Le lancement des Jeux Olympiques d’hiver de Milan-Cortina a été marqué par une série d’incidents sécuritaires majeurs qui ont immédiatement pris une tournure politique au sommet de l’État italien. Alors que la compétition sportive débutait à peine, les autorités ont dû faire face à des perturbations coordonnées sur les infrastructures ferroviaires et à des affrontements urbains, provoquant une réaction particulièrement virulente de la chef du gouvernement.

La tension est montée d’un cran ce dimanche, au lendemain d’une journée marquée par des manifestations houleuses et des actes de sabotage. Giorgia Meloni, la présidente du Conseil italien, n’a pas mâché ses mots pour définir les responsables de ces troubles. Dans une déclaration officielle relayée par Al Jazeera, elle a qualifié les manifestants violents et les saboteurs d’« ennemis de l’Italie et des Italiens ». Une rhétorique qui vise à isoler radicalement les auteurs de ces actes de la population qui soutient l’événement.

Pour la dirigeante italienne, l’impact de ces actions dépasse le simple cadre de la contestation. Elle dénonce une stratégie visant à nuire à l’image internationale du pays. « Les manifestants défilent ‘contre les Jeux olympiques’, faisant en sorte que ces images finissent sur les télévisions du monde entier », a-t-elle déploré, mettant en contraste ces agissements avec l’engagement des milliers de bénévoles qui œuvrent au bon déroulement des Jeux.

Une enquête pour terrorisme ouverte

La sévérité de la réaction politique s’aligne sur la réponse judiciaire. Le ministère italien des Transports a confirmé l’ouverture d’une enquête pour suspicion de « terrorisme » suite au sabotage ferroviaire survenu près de Bologne samedi. Des câbles ont été sectionnés pour empêcher la circulation des trains, un acte qui pourrait valoir à ses auteurs une réclamation de dommages et intérêts s’élevant à plusieurs millions d’euros.
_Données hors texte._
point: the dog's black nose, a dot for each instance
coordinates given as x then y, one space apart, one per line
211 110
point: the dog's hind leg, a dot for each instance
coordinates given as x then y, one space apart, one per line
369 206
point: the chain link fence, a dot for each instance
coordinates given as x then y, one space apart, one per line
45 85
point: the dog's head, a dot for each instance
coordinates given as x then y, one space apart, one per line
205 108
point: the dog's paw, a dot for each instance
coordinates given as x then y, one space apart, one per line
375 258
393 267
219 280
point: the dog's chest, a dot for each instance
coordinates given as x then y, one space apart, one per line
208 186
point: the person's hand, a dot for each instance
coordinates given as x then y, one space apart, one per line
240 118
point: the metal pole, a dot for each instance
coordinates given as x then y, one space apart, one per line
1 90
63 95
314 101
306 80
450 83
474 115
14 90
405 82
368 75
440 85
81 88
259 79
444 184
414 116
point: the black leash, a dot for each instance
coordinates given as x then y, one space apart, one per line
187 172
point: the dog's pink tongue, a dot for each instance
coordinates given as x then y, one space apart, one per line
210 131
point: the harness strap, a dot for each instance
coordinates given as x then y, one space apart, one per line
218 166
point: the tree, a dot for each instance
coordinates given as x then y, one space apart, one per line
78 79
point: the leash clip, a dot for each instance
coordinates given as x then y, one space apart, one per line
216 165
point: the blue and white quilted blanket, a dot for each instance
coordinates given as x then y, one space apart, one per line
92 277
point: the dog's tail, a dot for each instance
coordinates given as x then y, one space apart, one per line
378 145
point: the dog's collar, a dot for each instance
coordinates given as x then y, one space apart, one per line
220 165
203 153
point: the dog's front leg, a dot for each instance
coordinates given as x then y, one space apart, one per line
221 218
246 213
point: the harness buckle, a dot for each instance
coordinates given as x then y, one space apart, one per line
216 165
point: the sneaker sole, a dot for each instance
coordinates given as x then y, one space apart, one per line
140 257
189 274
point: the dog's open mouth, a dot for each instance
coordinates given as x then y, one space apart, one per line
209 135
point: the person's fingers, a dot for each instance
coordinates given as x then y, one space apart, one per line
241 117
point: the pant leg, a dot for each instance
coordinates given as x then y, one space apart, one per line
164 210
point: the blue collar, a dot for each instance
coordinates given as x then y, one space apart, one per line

Sur le terrain, la situation à Milan a dégénéré lorsque la marche, initialement prévue pour dénoncer les conséquences environnementales et financières des Jeux, s’est approchée des sites olympiques. Selon les rapports de police, l’usage de fumigènes et de pétards par certains contestataires a entraîné une riposte des forces de l’ordre, qui ont fait usage de gaz lacrymogènes et de canons à eau pour disperser la foule près du Village olympique.

Le CIO trace une ligne rouge

Le Comité International Olympique (CIO), par la voix de son porte-parole Mark Adams, a tenu à distinguer la protestation légitime de la violence. Si l’institution reconnaît le droit de manifester pacifiquement, elle estime que la violence « n’a pas sa place aux Jeux Olympiques ».

Au-delà des revendications écologiques, le climat autour de ces Jeux est également alourdi par des tensions géopolitiques. Des protestations ont visé la participation d’Israël ainsi que la présence de la délégation américaine. Lors de la cérémonie d’ouverture au stade San Siro, l’apparition de la délégation israélienne et celle du vice-président américain JD Vance sur les écrans géants ont d’ailleurs suscité des sifflets audibles, bien que rapidement couverts par l’ambiance festive générale.